The arrival of autumn in Tokyo's Hongo neighborhood promises the yellowish leaves of the ginkgo trees and a great Number of students. As if awakening from a slumber, the resumption of classes at the University of Tokyo breathes new life into its main campus. Students and teachers return in droves, collectively forming a vibrant intellectual community. And yet this year, the promise of autumn for universities is uncertain.
The COVID-19 pandemic has disrupted the start of a conventional fall period, as transmission risks related to campus life, from large lecture courses to nomikai (drinking parties) , have led schools across Japan to conduct classes partially or entirely online and restrict access to the campus. Although life for many in Tokyo remains (for the most part) normal, universities are an exception.
Regardless of the scheme or contours of academic life promulgated by each university, college or department, the professors – the promoters of university education – work tirelessly behind the scenes. Many must work harder to maintain the same level of education, transforming into video creators, technology gurus, and mentors of the pandemic era, all while providing compassion and care to their students. Its challenges are manifold, as the already difficult task of teaching, whether in person, online or hybrid, is compounded by international students stranded abroad.
"Our guiding principle, even during this situation, is to try to make it possible for students to continue learning, wherever they are," says Shion Kono, associate professor of literature at Sophia University. In Sophia, as in the spring, most of this fall's classes will be held online; Kono and some of his colleagues have already developed a set of tools for web-based learning.
This is not to say that the transition to online learning has not worn down teachers, and the absence of face-to-face interactions and face-to-face classes have altered the college experience for students and teachers alike.
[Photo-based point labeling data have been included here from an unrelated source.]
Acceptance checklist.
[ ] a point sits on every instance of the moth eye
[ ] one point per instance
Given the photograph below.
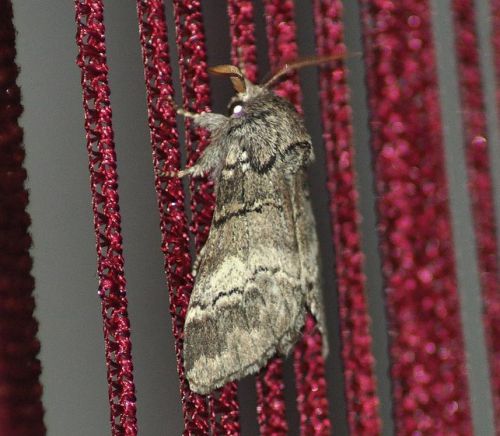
(236, 109)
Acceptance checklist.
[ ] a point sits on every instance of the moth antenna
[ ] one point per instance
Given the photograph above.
(234, 73)
(301, 63)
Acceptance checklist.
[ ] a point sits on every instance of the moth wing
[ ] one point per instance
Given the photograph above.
(247, 302)
(307, 239)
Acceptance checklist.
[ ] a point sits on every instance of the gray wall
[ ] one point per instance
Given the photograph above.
(74, 379)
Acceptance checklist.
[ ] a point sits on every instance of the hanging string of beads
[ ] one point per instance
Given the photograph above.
(21, 410)
(428, 363)
(91, 59)
(357, 357)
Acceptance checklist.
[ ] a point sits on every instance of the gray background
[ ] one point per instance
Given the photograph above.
(75, 390)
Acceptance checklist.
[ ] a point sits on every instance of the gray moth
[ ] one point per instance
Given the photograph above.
(258, 273)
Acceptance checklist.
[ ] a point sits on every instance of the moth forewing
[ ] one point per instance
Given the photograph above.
(257, 275)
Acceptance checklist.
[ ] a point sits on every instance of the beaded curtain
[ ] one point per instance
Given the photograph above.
(430, 393)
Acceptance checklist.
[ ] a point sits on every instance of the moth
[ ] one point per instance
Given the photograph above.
(258, 273)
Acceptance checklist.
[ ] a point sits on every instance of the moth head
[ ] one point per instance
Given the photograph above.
(245, 90)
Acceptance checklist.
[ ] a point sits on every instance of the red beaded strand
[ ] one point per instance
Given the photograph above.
(196, 98)
(360, 384)
(480, 182)
(495, 41)
(21, 410)
(102, 165)
(428, 364)
(242, 28)
(170, 195)
(309, 365)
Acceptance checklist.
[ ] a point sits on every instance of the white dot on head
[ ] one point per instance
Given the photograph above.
(237, 109)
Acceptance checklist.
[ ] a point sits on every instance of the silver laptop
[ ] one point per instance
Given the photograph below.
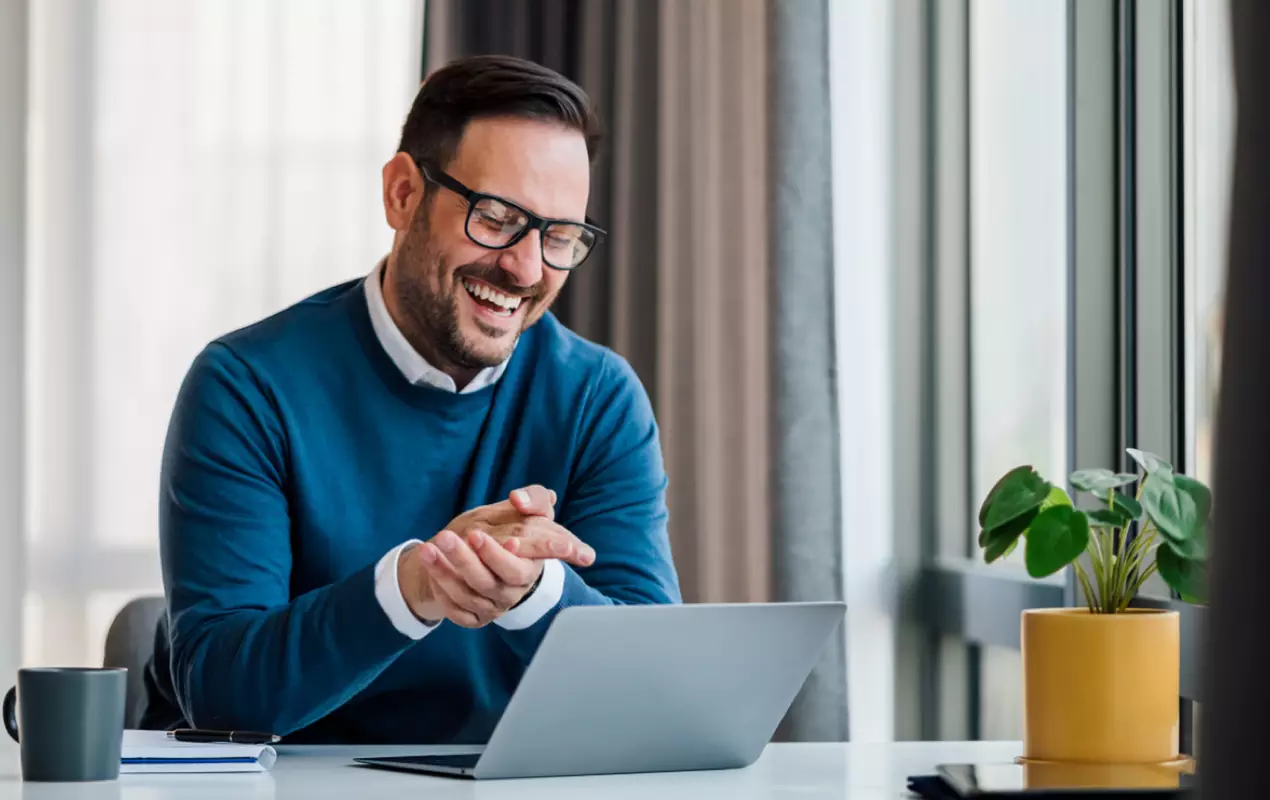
(649, 688)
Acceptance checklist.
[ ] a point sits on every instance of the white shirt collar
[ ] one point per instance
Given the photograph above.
(413, 366)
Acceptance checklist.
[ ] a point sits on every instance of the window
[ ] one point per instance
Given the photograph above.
(1208, 155)
(1017, 240)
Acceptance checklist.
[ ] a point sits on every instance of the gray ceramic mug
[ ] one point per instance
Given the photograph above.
(69, 723)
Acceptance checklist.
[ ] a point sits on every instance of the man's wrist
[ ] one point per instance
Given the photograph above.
(537, 582)
(390, 591)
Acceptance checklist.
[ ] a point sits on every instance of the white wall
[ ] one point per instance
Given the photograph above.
(13, 200)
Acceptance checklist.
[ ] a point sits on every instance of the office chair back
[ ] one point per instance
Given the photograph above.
(130, 643)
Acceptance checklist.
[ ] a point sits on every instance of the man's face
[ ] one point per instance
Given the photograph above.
(464, 305)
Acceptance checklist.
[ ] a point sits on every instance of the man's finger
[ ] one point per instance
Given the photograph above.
(539, 539)
(534, 502)
(447, 580)
(508, 568)
(467, 565)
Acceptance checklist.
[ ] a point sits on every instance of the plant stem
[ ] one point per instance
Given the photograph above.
(1086, 587)
(1109, 564)
(1118, 544)
(1142, 545)
(1138, 583)
(1095, 550)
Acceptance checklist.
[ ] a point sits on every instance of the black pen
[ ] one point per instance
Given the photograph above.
(221, 737)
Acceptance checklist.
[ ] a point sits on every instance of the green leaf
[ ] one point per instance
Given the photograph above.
(1019, 492)
(1199, 493)
(1001, 541)
(1179, 506)
(1183, 575)
(1056, 497)
(1151, 462)
(1100, 481)
(1108, 518)
(1056, 539)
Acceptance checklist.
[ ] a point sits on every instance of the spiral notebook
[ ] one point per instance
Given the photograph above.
(151, 751)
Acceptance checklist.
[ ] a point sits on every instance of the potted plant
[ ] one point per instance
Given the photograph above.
(1101, 681)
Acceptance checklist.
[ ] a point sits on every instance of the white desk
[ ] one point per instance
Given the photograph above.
(786, 771)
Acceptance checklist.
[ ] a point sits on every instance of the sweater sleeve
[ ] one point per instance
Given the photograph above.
(616, 503)
(245, 654)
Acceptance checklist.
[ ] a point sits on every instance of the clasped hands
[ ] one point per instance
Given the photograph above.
(487, 559)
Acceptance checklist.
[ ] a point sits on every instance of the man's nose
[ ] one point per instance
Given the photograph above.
(523, 260)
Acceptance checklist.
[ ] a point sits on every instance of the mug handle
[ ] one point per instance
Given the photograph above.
(10, 716)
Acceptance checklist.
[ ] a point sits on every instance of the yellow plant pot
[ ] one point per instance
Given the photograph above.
(1100, 687)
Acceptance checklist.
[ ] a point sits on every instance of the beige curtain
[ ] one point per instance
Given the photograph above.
(681, 287)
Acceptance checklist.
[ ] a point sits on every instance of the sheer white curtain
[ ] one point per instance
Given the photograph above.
(193, 166)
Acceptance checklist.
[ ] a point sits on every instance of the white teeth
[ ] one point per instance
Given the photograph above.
(485, 292)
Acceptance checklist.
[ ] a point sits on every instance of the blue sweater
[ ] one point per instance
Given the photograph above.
(297, 455)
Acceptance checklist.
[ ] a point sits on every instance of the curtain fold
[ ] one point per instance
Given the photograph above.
(716, 278)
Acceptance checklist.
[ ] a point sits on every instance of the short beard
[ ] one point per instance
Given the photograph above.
(428, 299)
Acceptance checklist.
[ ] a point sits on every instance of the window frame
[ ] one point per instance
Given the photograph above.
(1125, 285)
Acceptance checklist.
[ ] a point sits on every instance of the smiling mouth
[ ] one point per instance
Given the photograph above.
(497, 302)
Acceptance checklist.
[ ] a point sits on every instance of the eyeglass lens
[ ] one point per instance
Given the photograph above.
(495, 224)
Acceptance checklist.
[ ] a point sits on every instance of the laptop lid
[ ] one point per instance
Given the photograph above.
(654, 688)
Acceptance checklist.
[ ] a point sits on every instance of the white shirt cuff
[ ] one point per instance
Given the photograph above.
(540, 602)
(387, 591)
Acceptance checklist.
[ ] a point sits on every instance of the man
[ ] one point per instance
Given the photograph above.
(324, 580)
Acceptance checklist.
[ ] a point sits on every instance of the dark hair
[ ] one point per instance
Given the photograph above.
(481, 86)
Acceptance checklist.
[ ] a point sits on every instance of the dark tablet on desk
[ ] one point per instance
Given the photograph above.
(1068, 781)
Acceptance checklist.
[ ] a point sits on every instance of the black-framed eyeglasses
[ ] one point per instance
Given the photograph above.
(498, 224)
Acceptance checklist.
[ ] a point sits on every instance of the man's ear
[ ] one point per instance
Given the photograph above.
(403, 191)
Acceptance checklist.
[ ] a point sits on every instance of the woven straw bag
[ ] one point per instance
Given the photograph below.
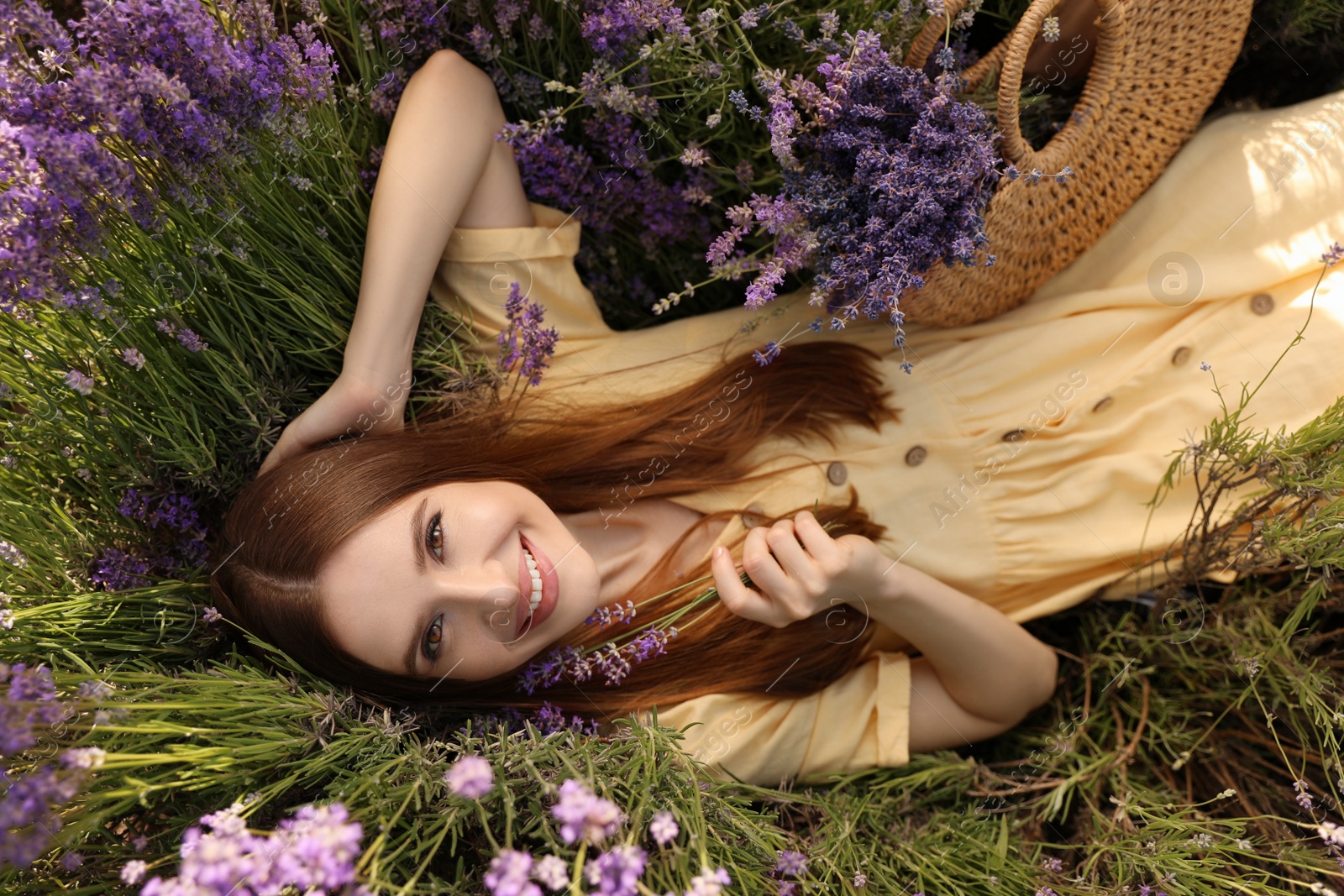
(1156, 69)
The emergence of "zoom fatigue," or the drowsiness and malaise that arise after long hours of on-screen classes, has added another level of difficulty to a lifeless college education on campus.
Professor Yujin Yaguchi of the University of Tokyo, who plans to continue primarily online learning this fall, says that "to form a community you need some physical interaction "and noted that the success of online learning is, in part, dependent on the foundation of an established face-to-face contact relationship. As president of the junior division of the university programs in English at Komaba (PEAK), Yaguchi expresses a particular concern for the integration of the program's first-year students, many of whom are international students, into the university community. Unlike most other college freshmen, PEAK students begin their higher education careers in the fall, rather than the typical beginning of April.
However, Yaguchi, as well as other professors, have praised facets of online education. Zoom, he says, is a medium that "(defies) the challenge of physical placement and makes it possible to have more diverse students." For example, Hiroshi Ohta, a professor at Waseda University's School of International Liberal Studies, taught a student from South Korea in the spring, something that would not have been possible without the switch to online courses.
"Quality education can be delivered online," explains Matthew Strecher, a professor of modern Japanese literature at Sophia University, who says it draws on the energy of classroom teaching. “Many of us doubted it and expected to have our worst semesters online. I had a great semester. We all came out of this with a new set of skills. ”
The success of this fall will depend, in part, on the ingenuity of teachers to find creative ways to circumvent the limitations of online education. This past spring, Christopher Pokarier from Waseda University set about creating YouTube videos, shot in Tokyo, for his Introduction to Business and Corporate Communications Design classes. In one clip, Pokarier stands at the gate of Akasaka Palace in Tokyo and emerges from a guard tower, before launching into a conference on asset protection. "From the transformation of teachers into" effective digital content creators for a full semester, "something that may continue long after the pandemic subsides. Waseda will remain "predominantly virtual" in the fall, and Pokarier expects virtual office hours, recorded lectures, and Zoom classes to be the norm.
Some schools, however, plan to reopen cautiously, with classes offered in a hybrid – both online and in-person – model. Matthew Fukushima, a graduate student and teaching assistant at Toyo University, notes that, like other teaching assistants, he was offered the option of working in person or remotely in the upcoming term. While it has opted for distance work, Fukushima says the university has stipulated precautions, such as limiting the size of face-to-face classes to a maximum of 99 students and regulating the days each faculty can teach on campus, for those attending -course work per person. Students must also scan a QR code on their seat or record their seat number in each class.
But that doesn't mean that everyone returns voluntarily. A professor at a small university on the outskirts of Tokyo, who asked to remain anonymous, explains how professors have been pressured to return to weekly face-to-face classes, despite their own scruples and concerns, saying that it is "a measure to get students back to school. ”
Unlike in the United States, where many of the trials and tribulations of resuming college education in person emanate much of residential campus life, Including dormitories on or near campus, the difficulties are somewhat divergent in Japan. As the anonymous professor points out, the faculty and administration must move to campus, knowing that the students themselves "have come straight from the train" or from jobs on time partial across the city.
And yet the non-residential nature of Japanese university education has allowed for a more fluid adoption of the app. Landing the Pandemic Era. University life is yet to fully return, but the community has remained active and prosperous, albeit largely online, a feat that would not have been possible even a few years ago.